The Context and Development of Irish Literature:
History, Poetry, Landscape
 Part One: From Celtic to Christian, Pre-history to the twelfth century, page 3

The earliest Irish poetry comes from this period, and from the hands of the very monks and scribes who were laboriously copying the Classics. Often scribbled in the margins of a scholarly text, these early poems--the oldest vernacular poetry in all European literature (preceding Chaucer by as much as 7 centuries)--are marked by a tension between the Christian, or orthodox, belief, and the pagan, or unorthodox, belief, a tension that will continue in Irish writing all the way into the 21st century.  Often the monks would rhapsodize about the beauty of the natural world that surrounded them (as in "The Hermit Marban" or "First of summer, lovely sight!"); other poems seek to reconcile the poet to the doctrines of the Christian faith ("Eve am I, great Adam's wife" or "I'm ashamed of my thoughts").  The New Oxford Book of Irish Verse is a rich collection of this ancient Irish poetry in English translation.  For a good range of this monastic poetry, read the four poems below.  Pay particular attention to the clear sense of the loneliness of the monks, their wonder at nature, and their desire to express something of their lives and observations.

"All alone in my little cell" (p.28)

"Pangur Ban" ("The Scholar and his Cat") (p.31)

"First of summer, lovely sight" (p.38)  

"The Wind is Wild Tonight" (p.44)

Perhaps the most famous poem of this period is "St. Patrick’s Breastplate"[pp.12-14], a passionate and pious religious prayer to Christ for protection.  Again, for all its apparent orthodoxy of intent, the form of the poem is also an ancient pagan form, called the lorica, a charm or prayer invoking the divine to shield the poet from his enemies, from sin, from the devil. Another tension in the poem will recur throughout Irish literature: that between heaven and earth, between the world of God and the world of nature.  The poet invokes the Trinity, the angels, the saints; but then also invokes "the light of the sun / the radiance of the Moon / the splendour of fire / the fierceness of lightning / the swiftness of wind / the depth of sea / the firmness of earth / and the hardness of rock"--all images of nature, all associated with pagan spirituality, as if even the earliest Irish scribes knew that the world of the Christian God could accommodate only a part of the Irish reality--they knew that the older gods still had a place in Irish life.

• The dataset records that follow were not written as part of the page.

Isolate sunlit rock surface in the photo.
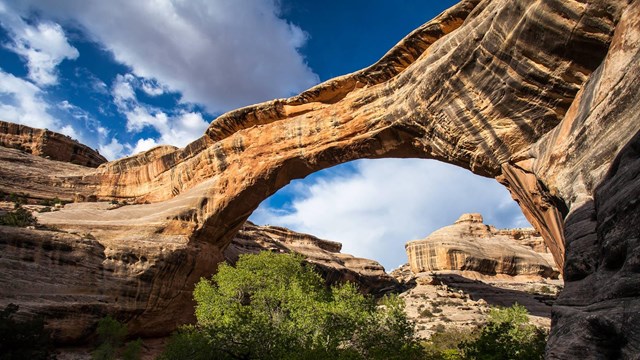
[405,214,559,278]
[224,221,400,295]
[0,0,640,359]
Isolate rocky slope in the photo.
[0,0,640,359]
[224,221,400,295]
[0,121,107,168]
[0,153,399,344]
[405,214,559,278]
[391,214,563,338]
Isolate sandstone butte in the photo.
[405,214,559,279]
[1,0,640,359]
[391,214,562,338]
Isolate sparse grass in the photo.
[538,285,554,294]
[420,309,435,317]
[0,206,38,227]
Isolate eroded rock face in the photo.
[0,121,107,167]
[3,0,640,359]
[224,221,399,295]
[405,214,559,278]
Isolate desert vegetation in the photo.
[160,252,547,360]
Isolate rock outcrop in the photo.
[0,0,640,359]
[405,214,559,278]
[0,121,107,168]
[398,214,562,338]
[224,221,399,295]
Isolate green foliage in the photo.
[122,339,142,360]
[91,315,142,360]
[422,324,477,360]
[8,193,27,208]
[420,309,434,317]
[0,207,38,227]
[461,304,547,360]
[40,196,62,206]
[0,304,55,360]
[162,252,420,359]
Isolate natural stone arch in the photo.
[32,0,640,358]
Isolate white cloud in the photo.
[141,79,166,96]
[112,74,209,154]
[98,137,126,161]
[0,69,60,130]
[8,0,318,113]
[0,6,79,86]
[251,159,529,270]
[130,139,159,154]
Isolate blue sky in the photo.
[0,0,526,268]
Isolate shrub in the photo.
[91,315,142,360]
[0,207,37,227]
[461,304,547,360]
[420,309,434,317]
[0,304,55,360]
[162,252,421,359]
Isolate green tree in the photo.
[163,252,420,359]
[0,304,55,360]
[461,304,547,360]
[91,315,142,360]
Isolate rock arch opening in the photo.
[249,159,531,271]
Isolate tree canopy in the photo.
[164,252,420,359]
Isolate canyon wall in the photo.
[405,214,559,278]
[0,0,640,359]
[0,121,107,167]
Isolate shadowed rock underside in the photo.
[1,0,640,359]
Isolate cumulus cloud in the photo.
[0,6,79,86]
[8,0,318,113]
[112,74,209,154]
[251,159,530,270]
[0,69,60,130]
[98,137,127,161]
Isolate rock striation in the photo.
[0,0,640,359]
[224,221,400,295]
[405,214,560,278]
[0,121,107,168]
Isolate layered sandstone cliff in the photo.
[0,0,640,359]
[0,121,107,168]
[405,214,559,278]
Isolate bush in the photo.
[0,207,38,227]
[422,324,477,360]
[91,315,142,360]
[0,304,55,360]
[162,252,421,359]
[420,309,434,317]
[461,304,547,360]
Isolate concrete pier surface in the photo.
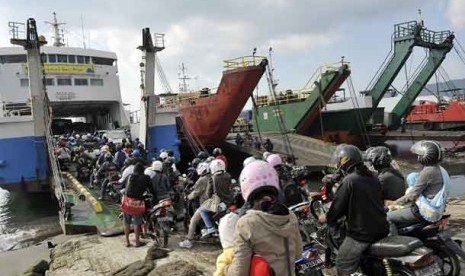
[0,198,465,276]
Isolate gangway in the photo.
[254,61,350,134]
[389,24,454,129]
[364,21,454,122]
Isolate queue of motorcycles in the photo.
[61,144,465,276]
[289,170,465,276]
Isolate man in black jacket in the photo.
[326,145,389,275]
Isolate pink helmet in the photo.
[266,153,283,167]
[239,160,279,201]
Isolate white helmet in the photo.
[210,159,226,174]
[151,160,163,172]
[242,156,257,167]
[197,162,210,176]
[159,151,168,160]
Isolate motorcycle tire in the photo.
[151,221,169,248]
[424,240,461,276]
[310,199,326,221]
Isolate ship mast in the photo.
[178,63,191,92]
[45,12,66,47]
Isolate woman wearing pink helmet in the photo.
[225,160,302,275]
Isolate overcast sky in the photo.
[0,0,465,109]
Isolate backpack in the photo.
[280,178,305,207]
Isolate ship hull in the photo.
[179,60,266,146]
[406,100,465,130]
[0,119,50,192]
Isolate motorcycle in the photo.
[325,231,443,276]
[144,196,174,247]
[295,243,325,276]
[289,201,320,243]
[398,215,465,276]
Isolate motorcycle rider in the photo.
[199,159,234,236]
[144,160,172,202]
[97,153,118,200]
[179,162,213,248]
[388,140,450,234]
[320,145,389,275]
[266,154,306,207]
[212,148,228,169]
[366,146,406,203]
[225,160,302,276]
[113,144,126,169]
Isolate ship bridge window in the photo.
[76,56,84,64]
[0,55,27,63]
[45,78,55,86]
[92,57,115,66]
[57,78,71,86]
[90,79,103,86]
[48,55,57,63]
[19,79,29,87]
[57,55,68,63]
[74,78,89,86]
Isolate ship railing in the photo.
[224,56,266,70]
[394,21,452,44]
[0,102,32,117]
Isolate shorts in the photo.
[336,236,371,274]
[123,213,143,225]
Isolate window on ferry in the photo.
[19,79,29,87]
[76,56,84,64]
[48,55,57,63]
[90,79,103,86]
[0,55,27,63]
[57,78,71,86]
[92,57,114,66]
[45,78,55,86]
[57,55,68,63]
[74,78,89,86]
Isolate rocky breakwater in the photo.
[48,235,221,276]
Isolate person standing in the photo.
[122,163,154,247]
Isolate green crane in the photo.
[363,21,453,122]
[389,29,454,129]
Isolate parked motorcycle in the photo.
[295,243,325,276]
[144,196,174,247]
[398,215,465,276]
[325,231,443,276]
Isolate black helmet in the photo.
[197,151,209,161]
[410,140,442,166]
[191,158,202,169]
[365,146,392,170]
[334,144,363,173]
[213,148,223,157]
[105,153,113,162]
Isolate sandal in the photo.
[134,242,146,248]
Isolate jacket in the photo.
[207,172,234,205]
[213,247,234,276]
[187,174,212,204]
[326,170,389,243]
[225,210,302,276]
[378,168,406,200]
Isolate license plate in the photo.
[415,263,443,276]
[300,257,324,271]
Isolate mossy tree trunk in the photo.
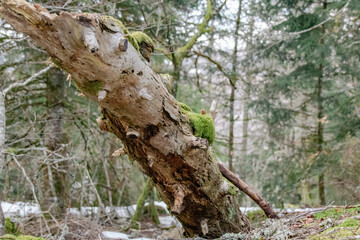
[0,0,249,238]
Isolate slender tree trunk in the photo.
[0,0,250,238]
[228,0,242,172]
[317,64,325,205]
[0,92,6,236]
[241,84,250,169]
[172,61,182,98]
[45,68,69,214]
[317,0,327,205]
[0,92,6,170]
[130,178,152,229]
[228,86,235,172]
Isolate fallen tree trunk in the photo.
[0,0,250,238]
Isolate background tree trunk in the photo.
[0,0,249,238]
[45,68,69,214]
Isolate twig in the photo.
[218,162,279,219]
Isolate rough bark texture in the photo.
[0,0,249,238]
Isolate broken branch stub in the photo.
[0,0,249,238]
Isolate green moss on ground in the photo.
[309,219,360,240]
[313,207,360,220]
[308,207,360,240]
[0,234,45,240]
[179,103,215,144]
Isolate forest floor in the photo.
[3,203,360,240]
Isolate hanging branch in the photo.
[218,162,279,219]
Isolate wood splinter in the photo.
[119,38,128,52]
[83,28,99,53]
[171,186,185,214]
[96,117,107,131]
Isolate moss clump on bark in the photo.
[5,218,19,235]
[179,103,215,144]
[102,16,139,51]
[131,31,154,46]
[246,209,267,223]
[0,234,45,240]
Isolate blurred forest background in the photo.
[0,0,360,227]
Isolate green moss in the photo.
[75,80,104,95]
[102,16,130,35]
[314,207,360,220]
[309,218,360,240]
[338,218,360,227]
[178,102,192,112]
[313,208,344,219]
[5,218,19,235]
[130,31,154,46]
[179,103,215,144]
[246,209,267,223]
[102,16,139,51]
[0,234,45,240]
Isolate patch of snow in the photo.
[102,231,129,239]
[159,215,181,227]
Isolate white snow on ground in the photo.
[1,202,315,240]
[1,201,316,218]
[102,231,152,240]
[102,231,129,239]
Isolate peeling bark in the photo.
[0,0,249,238]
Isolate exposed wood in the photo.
[218,162,279,219]
[0,0,250,238]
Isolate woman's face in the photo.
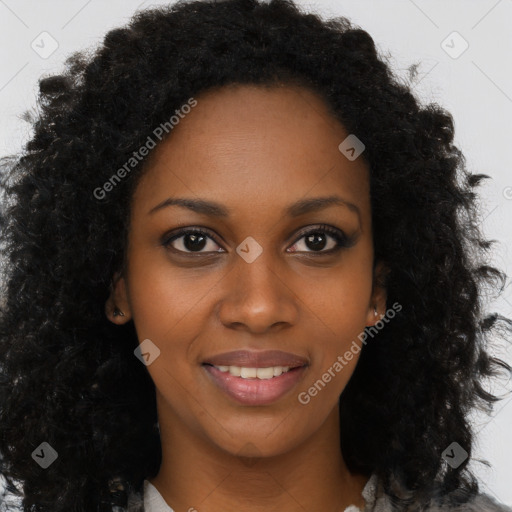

This is confirmed by the other strand of Irish poetry during this time, roughly 600 to 1200, which is a continued telling of the great myths of the Irish past, such as the poems from The Ulster Cycle which tell the great Irish myth of the Tain bo Cuailnge (The Brown Bull of Cooley, pp.16-21).   Irish mythology is an endlessly fascinating arena, distinct from the Greek and Norse mythologies though of course parallel to them in many ways (hence the Irish hero Cuchulain is similar to Achilles, Finn bears comparison to Agamemnon, etc.). Another strand of Irish myth can be gleaned from Lady Gregory's compilation, Gods and Fighting Men.  The section titled "Oisin and Patrick" treats of  Oisin, a great figure in Irish myth, who left ancient Ireland for Tir na nOg, the land of everlasting youth, and then returned centuries later, during Patrick’s conversion. When he set foot on Irish soil again, Oisin became an old, old man, a living symbol of the weakening of traditional Irish religion in the face of the new god of Patrick. Oisin’s famous debates with Patrick acknowledge Patrick’s superiority and inevitable victory--but argue that the displacement of the traditional nature worship and the code of the warrior hero is a loss to be mourned. (See Lady Gregory's Selected Writings, ed. McDiarmid and Waters, pp.227-246.)